Tired of careless chefs giving the genre a bad reputation, Peyton’s mission is to bring “culinary sophistication to American kitchens with a collection of outstanding recipes and the lore surrounding the most popular dishes ordered in Tex-Mex restaurants.” And Peyton takes his task seriously. He carefully describes each dish, and in most cases, its history and evolution, making sure to distinguish myth from fact. (Did you know that quality lard actually has less saturated fat than butter?) As a result, the cookbook reads like an impassioned treatise for understanding Tex-Mex.
Though some of the information may be too basic for diehards (his introduction to appetizers reads, “In virtually all Tex-Mex restaurants, customers are given a free basket of tortilla chips and salsa”), there are pockets of information that might surprise even the most hardcore Tex-Mex fans.

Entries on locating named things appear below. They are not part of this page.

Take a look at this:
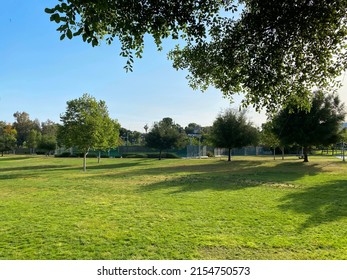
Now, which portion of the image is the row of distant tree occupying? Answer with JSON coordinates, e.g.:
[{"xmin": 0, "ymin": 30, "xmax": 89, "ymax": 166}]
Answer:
[{"xmin": 0, "ymin": 91, "xmax": 347, "ymax": 169}]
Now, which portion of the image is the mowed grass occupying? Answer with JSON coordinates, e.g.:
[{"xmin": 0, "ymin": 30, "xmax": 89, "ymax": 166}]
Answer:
[{"xmin": 0, "ymin": 156, "xmax": 347, "ymax": 260}]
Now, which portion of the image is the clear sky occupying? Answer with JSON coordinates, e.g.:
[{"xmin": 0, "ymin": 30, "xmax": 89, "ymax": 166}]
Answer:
[{"xmin": 0, "ymin": 0, "xmax": 347, "ymax": 132}]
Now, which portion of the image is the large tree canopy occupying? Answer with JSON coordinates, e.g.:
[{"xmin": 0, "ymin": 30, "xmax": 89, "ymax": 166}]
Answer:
[
  {"xmin": 58, "ymin": 94, "xmax": 120, "ymax": 171},
  {"xmin": 273, "ymin": 91, "xmax": 346, "ymax": 162},
  {"xmin": 46, "ymin": 0, "xmax": 347, "ymax": 110}
]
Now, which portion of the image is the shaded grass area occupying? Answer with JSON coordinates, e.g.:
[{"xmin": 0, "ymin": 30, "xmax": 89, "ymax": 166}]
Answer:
[{"xmin": 0, "ymin": 156, "xmax": 347, "ymax": 259}]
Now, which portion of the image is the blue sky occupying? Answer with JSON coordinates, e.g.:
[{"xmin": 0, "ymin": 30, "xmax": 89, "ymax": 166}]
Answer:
[{"xmin": 0, "ymin": 0, "xmax": 347, "ymax": 131}]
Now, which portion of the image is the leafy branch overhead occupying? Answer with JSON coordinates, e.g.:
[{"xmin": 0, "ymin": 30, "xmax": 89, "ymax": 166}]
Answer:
[{"xmin": 46, "ymin": 0, "xmax": 347, "ymax": 111}]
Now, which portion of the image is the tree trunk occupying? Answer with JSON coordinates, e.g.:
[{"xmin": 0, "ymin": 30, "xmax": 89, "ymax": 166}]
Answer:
[
  {"xmin": 98, "ymin": 151, "xmax": 101, "ymax": 163},
  {"xmin": 281, "ymin": 147, "xmax": 284, "ymax": 160},
  {"xmin": 303, "ymin": 147, "xmax": 308, "ymax": 162},
  {"xmin": 83, "ymin": 152, "xmax": 88, "ymax": 172}
]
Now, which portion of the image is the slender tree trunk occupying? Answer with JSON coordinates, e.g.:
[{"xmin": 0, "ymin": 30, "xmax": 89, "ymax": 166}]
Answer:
[
  {"xmin": 281, "ymin": 147, "xmax": 284, "ymax": 160},
  {"xmin": 303, "ymin": 147, "xmax": 308, "ymax": 162},
  {"xmin": 83, "ymin": 152, "xmax": 88, "ymax": 172}
]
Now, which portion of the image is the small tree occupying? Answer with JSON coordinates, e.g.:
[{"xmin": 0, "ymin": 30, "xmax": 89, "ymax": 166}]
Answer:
[
  {"xmin": 260, "ymin": 121, "xmax": 284, "ymax": 160},
  {"xmin": 145, "ymin": 118, "xmax": 186, "ymax": 160},
  {"xmin": 211, "ymin": 109, "xmax": 258, "ymax": 161},
  {"xmin": 58, "ymin": 94, "xmax": 119, "ymax": 171},
  {"xmin": 273, "ymin": 91, "xmax": 345, "ymax": 162},
  {"xmin": 0, "ymin": 122, "xmax": 17, "ymax": 156},
  {"xmin": 26, "ymin": 129, "xmax": 41, "ymax": 154},
  {"xmin": 95, "ymin": 117, "xmax": 120, "ymax": 163}
]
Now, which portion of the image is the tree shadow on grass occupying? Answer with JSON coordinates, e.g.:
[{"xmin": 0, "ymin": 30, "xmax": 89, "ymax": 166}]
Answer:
[
  {"xmin": 280, "ymin": 180, "xmax": 347, "ymax": 231},
  {"xmin": 139, "ymin": 161, "xmax": 322, "ymax": 194},
  {"xmin": 0, "ymin": 155, "xmax": 33, "ymax": 162}
]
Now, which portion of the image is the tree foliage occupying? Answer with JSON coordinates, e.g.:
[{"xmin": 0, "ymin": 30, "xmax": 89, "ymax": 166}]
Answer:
[
  {"xmin": 273, "ymin": 91, "xmax": 346, "ymax": 162},
  {"xmin": 46, "ymin": 0, "xmax": 347, "ymax": 111},
  {"xmin": 145, "ymin": 118, "xmax": 186, "ymax": 159},
  {"xmin": 0, "ymin": 122, "xmax": 17, "ymax": 156},
  {"xmin": 59, "ymin": 94, "xmax": 119, "ymax": 171},
  {"xmin": 211, "ymin": 109, "xmax": 258, "ymax": 161},
  {"xmin": 260, "ymin": 121, "xmax": 284, "ymax": 159}
]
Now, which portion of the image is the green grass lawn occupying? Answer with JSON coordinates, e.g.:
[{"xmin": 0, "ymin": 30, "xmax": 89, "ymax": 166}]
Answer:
[{"xmin": 0, "ymin": 156, "xmax": 347, "ymax": 260}]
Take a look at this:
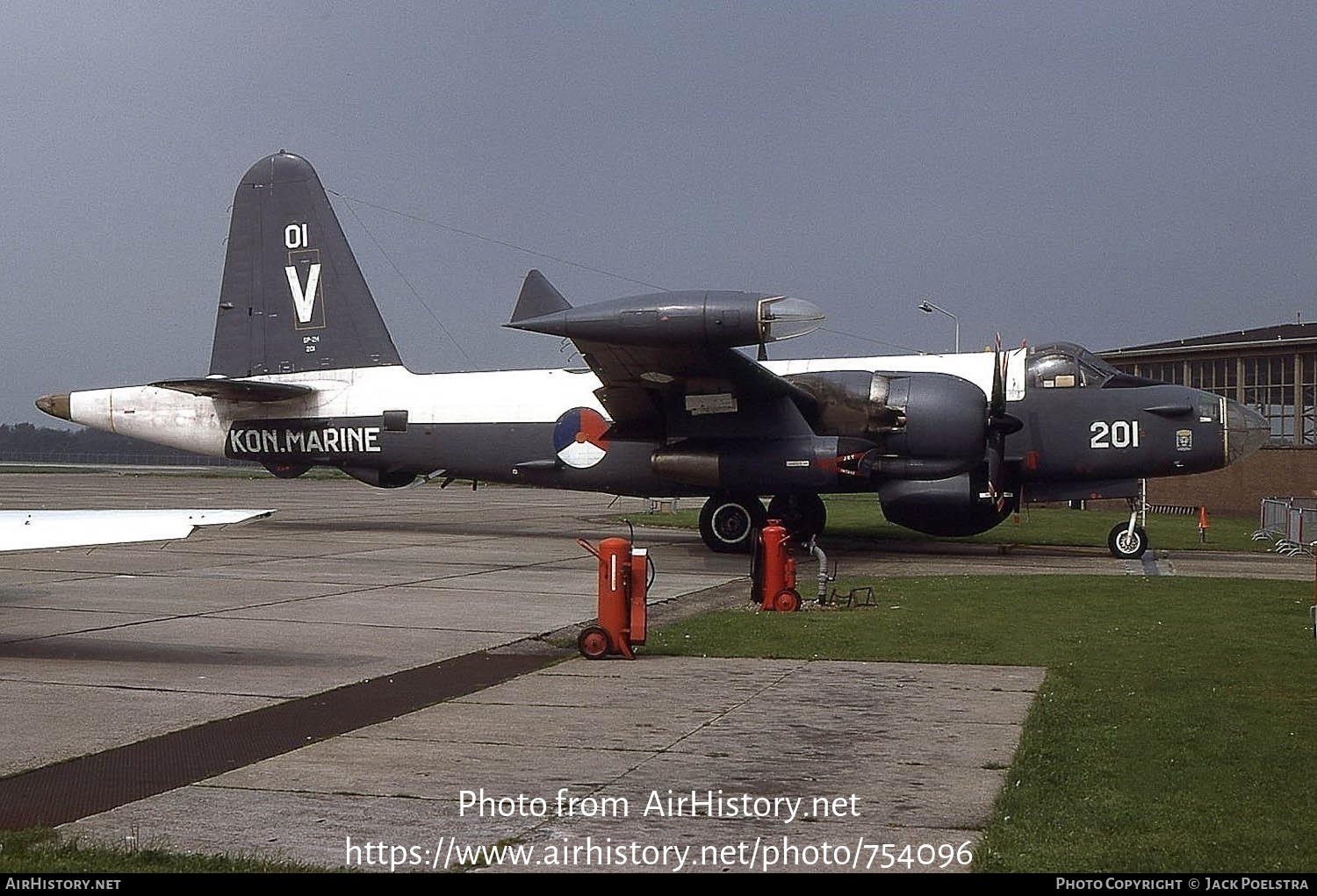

For instance, did you know that tacos date back to 500 A.D.? Or that green chile enchilada sauce is really made mostly from tomatillos?
The cookbook is divided into two main sections, first on the “Tex-Mex Combination Plate,” which includes recipes for the fundamentals such as pico de gallo, nachos, and refried beans, while the second part focuses on “Entrées and Other Tex-Mex Specialties,” such as desserts and drinks. In the back of the book discover a few recipes heavier on the Tex than the Mex; here, natives and newcomers alike can find variations on chile and barbecue standbys.
Although many of the recipes may seem familiar at first, Peyton puts a twist on them, emphasizing that “this book is about ‘the best’ and not ‘the usual.’” For the gorditas, for example, his method calls for using mashed potatoes in addition to corn masa. In his quest for the paramount, he also includes some lesser-known Tex-Mex desserts such as capirotada (bread pudding) and buñuelos (thin, deep-fried pastries) , plus the expected flan recipe.
But whether the formula is for a mainstay like quesadillas or for the more complex mock cabrito al pastor, Peyton’s recipes are user-friendly enough for novice cooks. Straightforward and plainly written, The Very Best of Tex-Mex Cooking is the 101 on Texas’ superlative cookin’.